Krucjata przeciw maszynom

Po powrocie na Salusę Secundusa wojna pomiędzy Ligą a myślącymi maszynami wybuchła w pełni. Wydarzenie zwane Dżihadem Butleriańskim trwało niemalże 100 dalszych lat, a Serena Butler stała się dla walczącej ludzkości wręcz obiektem kultu, z kolei Iblis Ginjo – głównym kapłanem tejże religii, zajmującym ponadto stanowisko Wielkiego Patriarchy Dżihadu. Niegdyś stojący po przeciwnych stronach Vorian Atryda i Xavier Harkonnen z czasem zostają najlepszymi przyjaciółmi. Służyli jako generałowie w armii Dżihadu. Zdolności przywódcze Harkonnena oraz wiedza Atrydy dotycząca myślących maszyn i ich strategii pozwalają Dżihadowi prowadzić krwawą, ale jednak nieskazaną na całkowitą klęskę wojnę z Omniusem. Vorian i Xavier wspierali się nawzajem w zakulisowej rozgrywce z rosnącymi wpływami Wielkiego Patriarchy. Manipulacje Iblisa Ginjo ostatecznie doprowadziły do śmierci Sereny na Corrinie i umocnienia jego władzy nad armią Dżihadu. Machinacje dobiegły jednak końca, gdy podczas misji dyplomatycznej Xavier odkrył, iż tkanki i narządy dostarczane dla rannych żołnierzy Ligi były na rozkaz Wielkiego Patriarchy pozyskiwane z więzionych i mordowanych ludzkich niewolników z planet, które wedle oficjalnej propagandy zostały zniszczone przez myślące maszyny. Xavier ostatecznie zniszczył statek ze sobą i Wielkim Patriarchą na pokładzie, wykonując samobójczy lot w stronę Słońca. Przedtem wysłał jednak wyjaśniającą wszystko wiadomość do Voriana. Prawda o śmierci obu mężczyzn została zmanipulowana przez politycznych sojuszników Ginjo w ten sposób, iż Wielki Patriarcha został oficjalnie uznany za męczennika.

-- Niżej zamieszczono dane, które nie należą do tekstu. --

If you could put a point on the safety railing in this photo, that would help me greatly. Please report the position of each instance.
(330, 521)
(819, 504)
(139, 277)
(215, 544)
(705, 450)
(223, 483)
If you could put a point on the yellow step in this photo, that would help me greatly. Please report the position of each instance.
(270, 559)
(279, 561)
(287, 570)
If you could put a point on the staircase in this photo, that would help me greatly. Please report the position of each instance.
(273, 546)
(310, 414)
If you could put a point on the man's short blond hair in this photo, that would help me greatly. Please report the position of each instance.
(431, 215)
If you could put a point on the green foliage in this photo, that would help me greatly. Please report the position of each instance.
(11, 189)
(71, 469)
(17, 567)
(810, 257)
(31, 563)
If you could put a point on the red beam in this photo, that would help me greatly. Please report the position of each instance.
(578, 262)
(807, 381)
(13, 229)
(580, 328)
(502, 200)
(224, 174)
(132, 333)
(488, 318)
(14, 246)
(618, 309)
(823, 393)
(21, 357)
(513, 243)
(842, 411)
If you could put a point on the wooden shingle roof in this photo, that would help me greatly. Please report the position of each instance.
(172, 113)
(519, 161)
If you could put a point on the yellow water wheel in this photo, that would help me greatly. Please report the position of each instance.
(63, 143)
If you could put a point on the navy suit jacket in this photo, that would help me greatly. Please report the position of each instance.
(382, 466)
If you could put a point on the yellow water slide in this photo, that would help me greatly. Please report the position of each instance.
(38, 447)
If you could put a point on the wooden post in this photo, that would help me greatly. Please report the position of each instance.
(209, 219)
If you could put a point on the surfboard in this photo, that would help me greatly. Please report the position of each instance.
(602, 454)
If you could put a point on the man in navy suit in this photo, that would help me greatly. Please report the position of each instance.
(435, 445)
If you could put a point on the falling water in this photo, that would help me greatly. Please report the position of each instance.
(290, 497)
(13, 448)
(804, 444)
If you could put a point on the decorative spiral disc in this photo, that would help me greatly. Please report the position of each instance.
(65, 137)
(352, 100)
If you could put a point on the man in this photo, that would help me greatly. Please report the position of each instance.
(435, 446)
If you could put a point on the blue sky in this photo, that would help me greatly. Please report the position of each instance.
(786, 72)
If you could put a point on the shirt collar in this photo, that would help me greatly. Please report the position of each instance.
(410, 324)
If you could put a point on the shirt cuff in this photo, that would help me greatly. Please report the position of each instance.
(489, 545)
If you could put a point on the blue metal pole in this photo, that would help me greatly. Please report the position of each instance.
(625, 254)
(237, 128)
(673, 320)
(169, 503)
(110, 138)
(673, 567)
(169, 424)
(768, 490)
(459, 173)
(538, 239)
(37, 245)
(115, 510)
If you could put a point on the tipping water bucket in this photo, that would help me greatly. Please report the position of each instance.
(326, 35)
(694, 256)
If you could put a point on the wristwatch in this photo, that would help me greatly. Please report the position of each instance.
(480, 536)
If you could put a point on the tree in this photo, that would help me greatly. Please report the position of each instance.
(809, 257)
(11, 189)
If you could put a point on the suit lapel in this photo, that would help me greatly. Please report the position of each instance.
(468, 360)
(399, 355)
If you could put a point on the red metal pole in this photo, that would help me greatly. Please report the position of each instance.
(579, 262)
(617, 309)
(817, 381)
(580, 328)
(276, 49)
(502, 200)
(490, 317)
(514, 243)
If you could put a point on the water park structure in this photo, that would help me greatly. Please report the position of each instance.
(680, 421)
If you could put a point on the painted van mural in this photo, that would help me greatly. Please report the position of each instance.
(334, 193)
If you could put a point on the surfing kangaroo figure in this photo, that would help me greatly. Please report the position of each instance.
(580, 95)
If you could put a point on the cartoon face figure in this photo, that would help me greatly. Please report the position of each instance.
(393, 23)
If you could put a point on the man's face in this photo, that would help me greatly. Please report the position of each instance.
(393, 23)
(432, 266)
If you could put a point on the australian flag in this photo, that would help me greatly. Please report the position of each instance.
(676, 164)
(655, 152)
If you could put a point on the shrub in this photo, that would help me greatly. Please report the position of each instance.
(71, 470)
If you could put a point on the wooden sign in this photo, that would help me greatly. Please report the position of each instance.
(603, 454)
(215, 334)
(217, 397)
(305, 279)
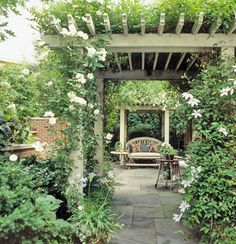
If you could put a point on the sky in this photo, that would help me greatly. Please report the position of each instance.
(20, 48)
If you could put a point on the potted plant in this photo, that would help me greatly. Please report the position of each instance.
(119, 147)
(168, 151)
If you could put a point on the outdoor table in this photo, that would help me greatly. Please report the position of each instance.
(174, 170)
(121, 154)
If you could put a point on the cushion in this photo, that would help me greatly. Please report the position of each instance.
(144, 147)
(153, 147)
(136, 147)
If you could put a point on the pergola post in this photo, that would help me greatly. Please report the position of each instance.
(98, 125)
(166, 126)
(123, 126)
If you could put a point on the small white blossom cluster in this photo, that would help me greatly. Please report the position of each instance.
(101, 54)
(52, 120)
(38, 146)
(75, 99)
(183, 207)
(81, 34)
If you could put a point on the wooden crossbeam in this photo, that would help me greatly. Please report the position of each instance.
(55, 23)
(125, 24)
(71, 24)
(167, 61)
(198, 23)
(161, 24)
(117, 61)
(106, 21)
(90, 24)
(143, 60)
(142, 24)
(192, 62)
(233, 25)
(155, 61)
(215, 26)
(180, 24)
(180, 61)
(130, 61)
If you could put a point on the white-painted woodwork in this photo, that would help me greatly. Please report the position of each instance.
(180, 61)
(167, 61)
(106, 21)
(180, 24)
(90, 24)
(161, 24)
(198, 23)
(142, 20)
(125, 24)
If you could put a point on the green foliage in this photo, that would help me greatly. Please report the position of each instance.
(27, 215)
(210, 181)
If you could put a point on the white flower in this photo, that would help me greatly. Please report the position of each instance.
(25, 72)
(38, 146)
(90, 105)
(177, 217)
(82, 35)
(90, 76)
(43, 55)
(99, 12)
(223, 130)
(109, 136)
(5, 84)
(183, 206)
(193, 102)
(186, 183)
(80, 78)
(13, 157)
(50, 83)
(12, 106)
(225, 91)
(49, 114)
(196, 113)
(80, 208)
(91, 51)
(52, 121)
(96, 111)
(187, 95)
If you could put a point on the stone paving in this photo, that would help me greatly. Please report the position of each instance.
(147, 212)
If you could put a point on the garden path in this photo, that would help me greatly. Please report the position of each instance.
(147, 212)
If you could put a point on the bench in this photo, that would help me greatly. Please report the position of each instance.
(143, 148)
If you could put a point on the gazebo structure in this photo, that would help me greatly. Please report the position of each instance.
(151, 56)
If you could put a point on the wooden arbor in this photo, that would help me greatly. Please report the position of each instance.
(173, 53)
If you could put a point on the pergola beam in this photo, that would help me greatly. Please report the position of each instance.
(155, 61)
(180, 61)
(180, 24)
(198, 23)
(140, 75)
(167, 61)
(90, 24)
(125, 24)
(215, 26)
(233, 25)
(161, 24)
(106, 21)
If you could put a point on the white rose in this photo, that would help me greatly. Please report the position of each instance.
(52, 121)
(13, 157)
(49, 114)
(96, 112)
(90, 76)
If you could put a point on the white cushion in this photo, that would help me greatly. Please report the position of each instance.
(144, 155)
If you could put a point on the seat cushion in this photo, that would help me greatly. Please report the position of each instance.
(143, 155)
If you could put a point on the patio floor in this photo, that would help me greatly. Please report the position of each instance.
(147, 212)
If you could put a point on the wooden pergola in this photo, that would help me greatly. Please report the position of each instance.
(174, 54)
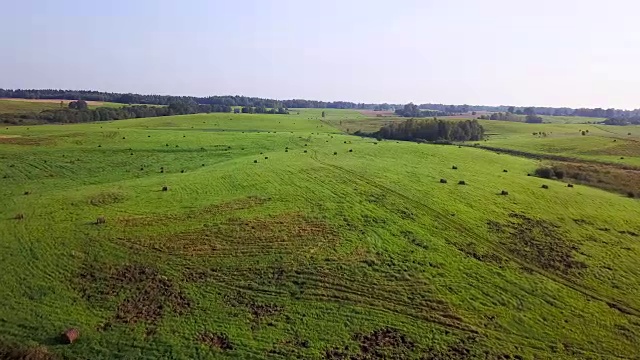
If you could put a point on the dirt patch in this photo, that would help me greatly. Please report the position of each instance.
(377, 113)
(107, 198)
(470, 249)
(216, 340)
(285, 233)
(145, 295)
(55, 101)
(538, 242)
(386, 343)
(24, 140)
(212, 210)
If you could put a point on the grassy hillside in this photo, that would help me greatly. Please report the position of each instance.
(25, 105)
(280, 237)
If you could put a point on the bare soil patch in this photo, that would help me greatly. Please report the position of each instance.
(386, 343)
(145, 295)
(285, 233)
(55, 101)
(212, 210)
(539, 242)
(216, 340)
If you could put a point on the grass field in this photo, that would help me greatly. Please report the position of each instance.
(17, 106)
(279, 236)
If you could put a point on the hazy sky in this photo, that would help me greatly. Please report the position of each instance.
(511, 52)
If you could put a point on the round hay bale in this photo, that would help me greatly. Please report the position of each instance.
(69, 336)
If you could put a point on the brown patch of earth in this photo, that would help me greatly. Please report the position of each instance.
(146, 296)
(216, 340)
(284, 233)
(539, 242)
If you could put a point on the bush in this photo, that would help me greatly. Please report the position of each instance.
(545, 172)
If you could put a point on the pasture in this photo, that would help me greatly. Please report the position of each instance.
(281, 236)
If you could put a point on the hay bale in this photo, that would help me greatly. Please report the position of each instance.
(69, 336)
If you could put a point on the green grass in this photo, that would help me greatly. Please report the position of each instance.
(298, 254)
(16, 106)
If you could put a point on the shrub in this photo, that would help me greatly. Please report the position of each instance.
(545, 172)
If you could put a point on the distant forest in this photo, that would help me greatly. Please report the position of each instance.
(236, 100)
(432, 130)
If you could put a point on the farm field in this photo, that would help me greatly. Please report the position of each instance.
(35, 105)
(281, 236)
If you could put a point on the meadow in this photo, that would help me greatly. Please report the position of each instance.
(282, 236)
(19, 106)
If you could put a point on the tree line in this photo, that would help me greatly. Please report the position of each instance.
(129, 99)
(430, 130)
(78, 112)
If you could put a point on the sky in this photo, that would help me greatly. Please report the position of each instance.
(491, 52)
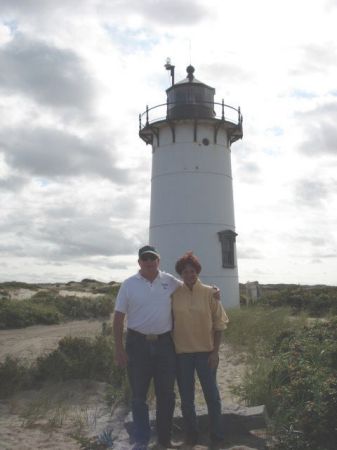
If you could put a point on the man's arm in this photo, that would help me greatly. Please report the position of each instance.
(118, 329)
(213, 359)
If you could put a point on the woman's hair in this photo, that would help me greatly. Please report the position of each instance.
(188, 258)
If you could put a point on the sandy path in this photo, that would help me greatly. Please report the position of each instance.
(76, 403)
(33, 341)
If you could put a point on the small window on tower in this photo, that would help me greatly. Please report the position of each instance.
(227, 240)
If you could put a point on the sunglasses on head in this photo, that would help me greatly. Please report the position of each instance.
(148, 256)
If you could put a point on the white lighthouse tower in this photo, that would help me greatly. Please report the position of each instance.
(192, 205)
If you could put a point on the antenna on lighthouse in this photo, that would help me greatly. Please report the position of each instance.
(168, 66)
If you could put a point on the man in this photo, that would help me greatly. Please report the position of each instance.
(149, 352)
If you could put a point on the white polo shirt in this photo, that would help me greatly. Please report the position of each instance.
(147, 305)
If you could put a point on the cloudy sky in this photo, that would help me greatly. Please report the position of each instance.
(74, 175)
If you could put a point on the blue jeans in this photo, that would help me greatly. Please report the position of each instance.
(187, 365)
(151, 360)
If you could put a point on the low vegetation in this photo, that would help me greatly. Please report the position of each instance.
(47, 306)
(289, 340)
(74, 358)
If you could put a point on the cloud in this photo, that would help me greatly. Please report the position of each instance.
(319, 125)
(311, 193)
(316, 58)
(49, 75)
(48, 152)
(161, 12)
(13, 183)
(171, 12)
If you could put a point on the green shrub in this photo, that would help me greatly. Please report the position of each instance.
(14, 375)
(78, 357)
(74, 358)
(18, 314)
(317, 301)
(48, 308)
(303, 388)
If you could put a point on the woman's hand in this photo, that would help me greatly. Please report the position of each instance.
(216, 293)
(213, 359)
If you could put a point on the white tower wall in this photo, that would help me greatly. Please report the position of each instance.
(192, 200)
(191, 188)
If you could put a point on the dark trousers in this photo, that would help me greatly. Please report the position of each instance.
(151, 360)
(187, 365)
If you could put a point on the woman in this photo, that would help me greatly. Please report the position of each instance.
(199, 320)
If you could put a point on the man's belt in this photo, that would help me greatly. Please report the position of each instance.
(149, 337)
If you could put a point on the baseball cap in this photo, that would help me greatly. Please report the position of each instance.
(148, 249)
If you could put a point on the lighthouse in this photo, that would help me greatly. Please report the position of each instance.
(192, 207)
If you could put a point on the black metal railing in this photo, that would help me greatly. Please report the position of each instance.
(165, 111)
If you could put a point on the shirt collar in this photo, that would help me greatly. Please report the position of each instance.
(195, 287)
(140, 277)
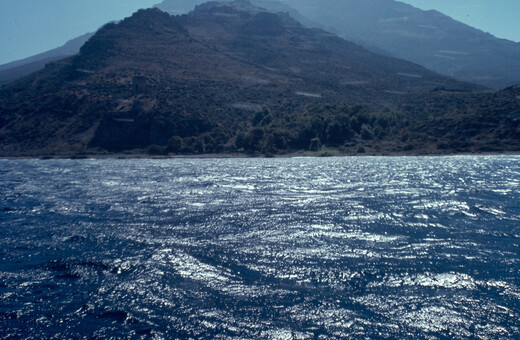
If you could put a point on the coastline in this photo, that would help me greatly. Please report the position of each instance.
(124, 156)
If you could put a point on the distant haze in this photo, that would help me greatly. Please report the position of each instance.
(498, 17)
(29, 27)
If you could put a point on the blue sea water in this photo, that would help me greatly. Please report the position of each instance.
(300, 248)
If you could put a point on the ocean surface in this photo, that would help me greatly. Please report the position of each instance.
(300, 248)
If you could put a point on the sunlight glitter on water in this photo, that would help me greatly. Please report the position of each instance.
(424, 247)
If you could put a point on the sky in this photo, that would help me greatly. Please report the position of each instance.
(29, 27)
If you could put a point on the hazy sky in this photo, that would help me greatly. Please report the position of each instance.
(28, 27)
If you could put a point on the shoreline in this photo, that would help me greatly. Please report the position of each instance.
(259, 156)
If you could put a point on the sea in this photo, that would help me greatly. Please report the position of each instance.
(283, 248)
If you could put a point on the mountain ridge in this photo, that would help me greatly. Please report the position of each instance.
(235, 78)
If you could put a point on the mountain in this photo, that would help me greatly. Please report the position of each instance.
(230, 77)
(428, 38)
(393, 28)
(21, 68)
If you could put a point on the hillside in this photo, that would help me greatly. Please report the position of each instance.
(21, 68)
(236, 78)
(393, 28)
(428, 38)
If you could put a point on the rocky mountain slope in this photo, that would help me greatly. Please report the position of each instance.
(393, 28)
(21, 68)
(235, 78)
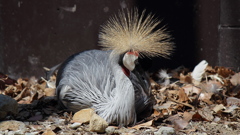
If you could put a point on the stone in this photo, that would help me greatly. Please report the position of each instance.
(7, 106)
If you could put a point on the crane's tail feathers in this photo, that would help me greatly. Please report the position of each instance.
(133, 31)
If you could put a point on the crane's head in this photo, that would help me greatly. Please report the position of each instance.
(128, 61)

A Xaviera pośmiertnie oskarżono o zdradę. Vorian jako jedyny starał się bronić honoru przyjaciela i oczyścić go z zarzutów. Z czasem jednak zaniechał tych prób, uznając, iż poznanie prawdy w ostatecznym rozrachunku jedynie podzieli już i tak upadającą ludzkość, na co nie można pozwolić sobie w kontekście toczącej się wojny z Omniusem.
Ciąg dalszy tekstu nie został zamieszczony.